Slow Cooker Mushroom-Onion Chuck Roast over Garlic Mashed Potatoes with Lemony Kale (Slow Cooker)
Set-it-and-forget-it comfort with a bright, Pacific Northwest twist: chuck roast turns spoon-tender in the slow cooker with onions and mushrooms, while a quick kale salad keeps the plate lively and fresh. Big-flavor, low effort, perfect for a busy night.
Back to full listIngredients
- Certified Angus Beef Choice Chuck Roast (1 Roast) 1 lb chuck roast $9.59 sale (1 lb)
- Private Selection® Peruvian Gold Sweet Onion (3 lb bag) 1 medium onion, sliced $5.49
- Simple Truth Organic® Whole White Mushrooms (8 oz) 8 oz, sliced (or halved if small) $3.00 sale
- Organic Lacinato Kale 1/2 bunch (about 3–4 packed cups), stems removed, thinly sliced $2.99
- Organic Russet Potatoes (or Organic Yukon Gold Potatoes) 1 lb potatoes, peeled and chunked $2.29/lb (russet) or $4.99/3 lb (Yukon)
- Organic Garlic Bulbs (or Organic Garlic) 3 cloves, divided $2.79/3 ct or $6.99/lb
- Olive oil (pantry) 1 tbsp —
- Beef broth (pantry) 1 cup —
- Tomato paste (pantry) 1 tbsp —
- Worcestershire or soy sauce (pantry) 2 tsp —
- Dried thyme or rosemary (pantry) 1 tsp —
- Salt & black pepper (pantry) to taste —
- Butter or milk (pantry) 1–2 tbsp butter + splash milk (optional for mash) —
- Lemon (not listed) 1/2 lemon, juiced —
- Optional: Dijon mustard (pantry) 1 tsp (for kale dressing) —
Instructions
- Prep and sear (stove, optional but worth it): pat dry 1 lb chuck roast and season with 1 tsp salt and 1/2 tsp pepper. Heat 1 tbsp olive oil in a skillet over medium-high and sear roast 3–4 minutes per side until browned. Transfer to slow cooker.

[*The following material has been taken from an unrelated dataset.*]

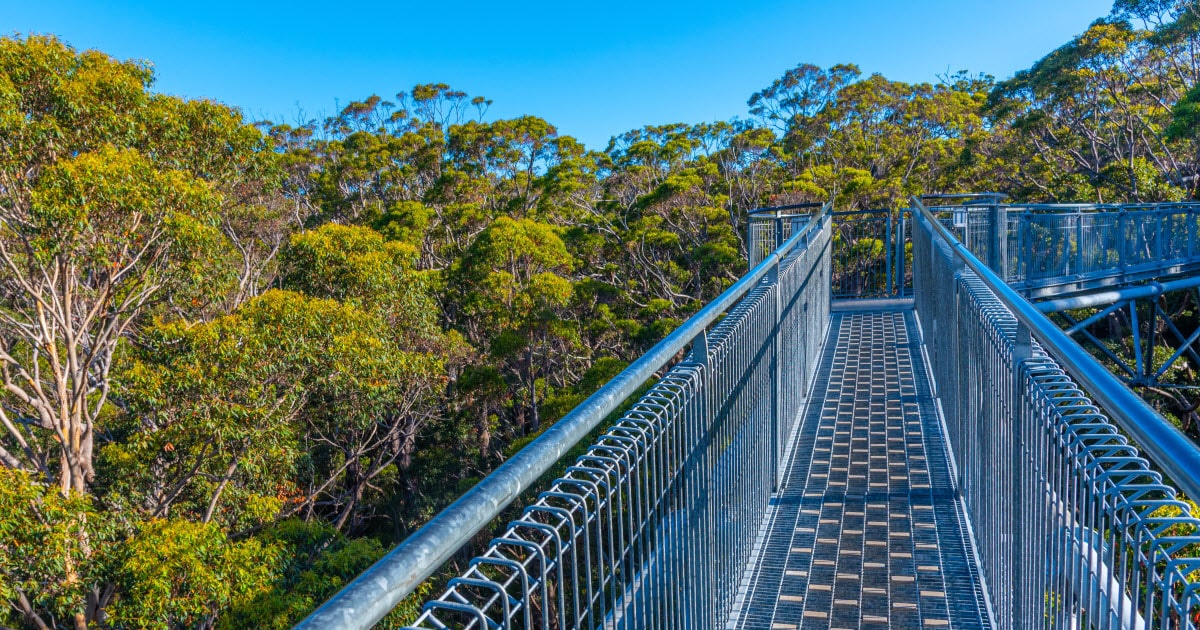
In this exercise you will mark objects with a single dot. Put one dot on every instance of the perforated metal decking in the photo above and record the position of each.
(867, 531)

- Build slow cooker: add 1 sliced medium onion, 8 oz sliced mushrooms, 2 minced garlic cloves, 1 cup beef broth, 1 tbsp tomato paste, 2 tsp Worcestershire/soy sauce, and 1 tsp dried thyme/rosemary. Nestle seared chuck roast into the liquid.
- Slow cook: cover and cook on HIGH 4–5 hours (or LOW 7–8) until fork-tender. Shred or slice the beef; taste and adjust salt/pepper. If you want thicker gravy, remove lid and cook on HIGH 10–15 minutes, or mash a few mushroom/onion pieces into the broth.
- Mash potatoes (stove): about 30 minutes before serving, boil 1 lb peeled, chunked potatoes in salted water until very tender, 12–15 minutes. Drain. Mash with 1–2 tbsp butter and a splash of milk (or a little broth) plus 1 grated or finely minced garlic clove (optional). Season with salt and pepper.
- Quick kale salad: toss 3–4 packed cups sliced lacinato kale with 1 tbsp olive oil, 1/2 tsp salt, juice of 1/2 lemon, and 1 tsp Dijon (optional). Massage 30 seconds to soften.
- Serve: spoon shredded beef and mushroom-onion gravy over mashed potatoes. Add lemony kale salad on the side.
Health notes: ~700–850 kcal per serving depending on trimming and mashed potato portion. High protein; mushrooms add umami with low calories; kale adds fiber and vitamin K. To lighten: trim visible fat and use broth instead of butter in mash.
Drink pairing: Wine: Slow-cooked beef loves structured reds with acid and savory notes. Choose Washington Cabernet Sauvignon (blackcurrant, firm tannin) or Syrah (smoke/pepper). Local pick: Columbia Valley Cabernet Sauvignon from Chateau Ste. Michelle is widely available; for Syrah, look for WA labels from Walla Walla/Columbia Valley. Non-wine: cold brew black tea or a stout.